In the late 19th century, people used the word geek to describe an unfashionable, socially-inept person. The word geek can also be used to describe someone who is obsessive about a particular hobby; as in “computer geek.”
Nerd is a derogatory term invented in the 1950s, and used to describe a studious person who lacks social skills. Bullies invented the term to tease people they determined were foolish or contemptible. As with geek, the term nerd can also be used to describe someone who has particular expertise in a technical field, such as a “computer nerd.”
With such similar definitions, it can be difficult to determine exactly who or what defines a geek or a nerd.
How does one differentiate between such similar characteristics?
The following is a simple guide to help you tell the difference between a nerd and a geek. This playful guide (as in, not meant to be taken seriously) is especially helpful if you’re stuck in some sort of personality crisis, and cannot determine exactly where you fall on the geek/nerd spectrum (if there is such a thing).
Communication Varies Between the Two Archetypes
Sometimes, it’s difficult to pinpoint a geek.
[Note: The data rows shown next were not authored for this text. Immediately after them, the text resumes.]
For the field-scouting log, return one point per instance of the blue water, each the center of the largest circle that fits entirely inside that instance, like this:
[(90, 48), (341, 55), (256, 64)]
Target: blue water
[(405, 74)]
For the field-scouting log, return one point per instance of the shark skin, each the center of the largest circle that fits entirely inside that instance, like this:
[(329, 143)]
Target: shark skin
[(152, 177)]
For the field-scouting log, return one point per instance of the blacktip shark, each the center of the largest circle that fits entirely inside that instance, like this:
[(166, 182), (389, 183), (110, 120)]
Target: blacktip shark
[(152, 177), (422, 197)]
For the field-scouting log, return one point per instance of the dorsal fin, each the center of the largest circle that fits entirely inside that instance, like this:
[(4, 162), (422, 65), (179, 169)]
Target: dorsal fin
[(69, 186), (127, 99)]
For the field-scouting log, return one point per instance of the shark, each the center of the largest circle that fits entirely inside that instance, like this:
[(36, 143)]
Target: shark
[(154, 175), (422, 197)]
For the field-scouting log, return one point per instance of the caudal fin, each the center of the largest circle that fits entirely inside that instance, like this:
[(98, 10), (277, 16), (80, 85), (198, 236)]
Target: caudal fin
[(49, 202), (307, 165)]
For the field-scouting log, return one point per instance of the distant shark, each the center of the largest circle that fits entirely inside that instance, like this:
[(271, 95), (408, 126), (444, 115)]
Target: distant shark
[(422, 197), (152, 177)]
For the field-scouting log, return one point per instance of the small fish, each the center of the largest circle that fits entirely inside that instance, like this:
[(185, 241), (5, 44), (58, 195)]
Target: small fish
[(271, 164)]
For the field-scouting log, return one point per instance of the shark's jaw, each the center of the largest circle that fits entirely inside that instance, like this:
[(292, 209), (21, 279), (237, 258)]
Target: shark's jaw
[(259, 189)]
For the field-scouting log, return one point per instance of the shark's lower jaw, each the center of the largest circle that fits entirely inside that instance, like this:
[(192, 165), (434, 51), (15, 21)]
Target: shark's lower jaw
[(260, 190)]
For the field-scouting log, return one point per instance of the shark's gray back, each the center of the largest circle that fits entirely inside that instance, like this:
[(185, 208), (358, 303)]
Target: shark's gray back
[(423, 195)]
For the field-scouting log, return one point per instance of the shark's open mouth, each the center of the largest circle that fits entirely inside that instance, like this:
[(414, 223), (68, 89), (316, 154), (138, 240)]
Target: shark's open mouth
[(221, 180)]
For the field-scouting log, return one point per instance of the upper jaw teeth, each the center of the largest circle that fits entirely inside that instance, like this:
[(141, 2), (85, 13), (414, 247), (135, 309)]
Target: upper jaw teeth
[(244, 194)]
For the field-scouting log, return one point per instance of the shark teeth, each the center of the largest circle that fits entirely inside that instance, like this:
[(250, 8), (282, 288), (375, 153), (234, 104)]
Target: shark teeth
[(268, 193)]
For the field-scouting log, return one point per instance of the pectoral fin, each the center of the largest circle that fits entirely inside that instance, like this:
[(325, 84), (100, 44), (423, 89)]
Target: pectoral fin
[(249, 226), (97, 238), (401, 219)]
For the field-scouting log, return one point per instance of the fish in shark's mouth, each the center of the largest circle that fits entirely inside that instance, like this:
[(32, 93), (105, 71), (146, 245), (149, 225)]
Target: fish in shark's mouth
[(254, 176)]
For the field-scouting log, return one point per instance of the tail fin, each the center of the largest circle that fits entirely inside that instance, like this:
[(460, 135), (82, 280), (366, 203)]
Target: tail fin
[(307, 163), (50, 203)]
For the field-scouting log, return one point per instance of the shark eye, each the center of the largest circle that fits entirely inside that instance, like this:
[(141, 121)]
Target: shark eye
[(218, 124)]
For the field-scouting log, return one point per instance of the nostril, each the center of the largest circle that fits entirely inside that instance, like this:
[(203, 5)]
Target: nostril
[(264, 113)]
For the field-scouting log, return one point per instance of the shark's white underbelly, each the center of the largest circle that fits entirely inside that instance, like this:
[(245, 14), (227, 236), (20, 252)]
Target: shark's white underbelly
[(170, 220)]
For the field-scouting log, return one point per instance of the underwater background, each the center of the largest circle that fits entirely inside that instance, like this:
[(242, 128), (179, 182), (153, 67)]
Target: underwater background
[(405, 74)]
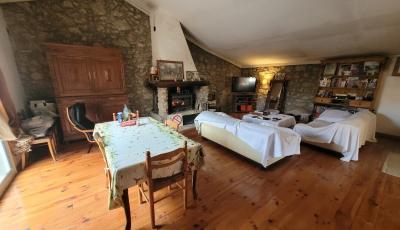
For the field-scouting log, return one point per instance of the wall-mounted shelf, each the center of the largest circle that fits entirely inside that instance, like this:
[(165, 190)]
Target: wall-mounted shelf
[(350, 82)]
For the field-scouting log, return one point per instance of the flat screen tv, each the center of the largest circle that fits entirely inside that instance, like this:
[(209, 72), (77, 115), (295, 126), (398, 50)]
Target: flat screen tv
[(244, 84)]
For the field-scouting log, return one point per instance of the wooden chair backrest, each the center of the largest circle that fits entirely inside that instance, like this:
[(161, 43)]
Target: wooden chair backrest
[(166, 159), (132, 116), (173, 124)]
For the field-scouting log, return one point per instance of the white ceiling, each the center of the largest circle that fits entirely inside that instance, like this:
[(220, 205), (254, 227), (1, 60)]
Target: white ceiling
[(278, 32)]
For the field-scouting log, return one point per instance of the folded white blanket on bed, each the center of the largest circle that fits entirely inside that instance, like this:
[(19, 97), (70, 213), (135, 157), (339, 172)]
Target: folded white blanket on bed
[(350, 134), (269, 142)]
They’re not as socially awkward (inept) as their definition implies. Today’s geek is fun-loving, and mainstream. Unless they told you about their complete and utter Pokémon fandom, you may not even realize you’re talking to a geek.
Conversely, you’ll know it when you meet a nerd. Nerds are highly intellectual, and often use jargon regular folks don’t understand. They speak matter-of-factly, and prefer to talk about their intellectual pursuits…as opposed, to say, anything else.
Multiple Interests? Or, Just One?
The easiest way to tell a geek from a nerd is to consider his interests. Geeks typically have a single interest, or a predominate interest. In the article, The 4 Main Differences between Geeks and Nerds, author Steven Romano explains it like this:
“The term ‘geek’ has become associated with someone who has a vested interest in one particular thing and knows it on an expert level…Nerds on the other hand, concern themselves with academics such as math and science.”
For example, the Aviation Geek Fest is a two-day event celebrating all things aviation. Although the attendees are clearly intellectuals, their obsession with aviation makes most of them geeks and not nerds. Some attendees may identify with nerds, but only if their love of aviation is more technical than fantastical. Pilots, and other aviation enthusiasts, are geeks because their fandom ends with aviation. While engineers, and many others, are nerds because their obsession extends to mathematics, science, engineering and aviation.
Multiplayer or Solo Games?
Geeks can be very social, and the games they play reflect this. You’ll find them ‘geeking’ out on Magic the Gathering in the backrooms of comic book shops. Geeks aren’t afraid to put themselves out there socially when it comes to games.
Alternatively, nerds are often loners. They enjoy solitary games that stimulate their intellectual prowess. A flight simulator, like the Elite flight simulator from PilotMall, is a great example of a game a nerd would play because it’s solo, science based, and explores an interesting hobby.
It’s a Fine Line
Stereotypes, such as geek and nerd, cannot always be defined. A person isn’t always just one single thing. Not all scientists are like Sheldon from Big Bang Theory. Sheldon is the quintessential example of a nerd, while his consorts are a rag-tag mix of part nerd-part geek. Sheldon’s friends are better examples of real-world intelligent-types. They’re neither geek nor nerd, but rather an eclectic mix of both.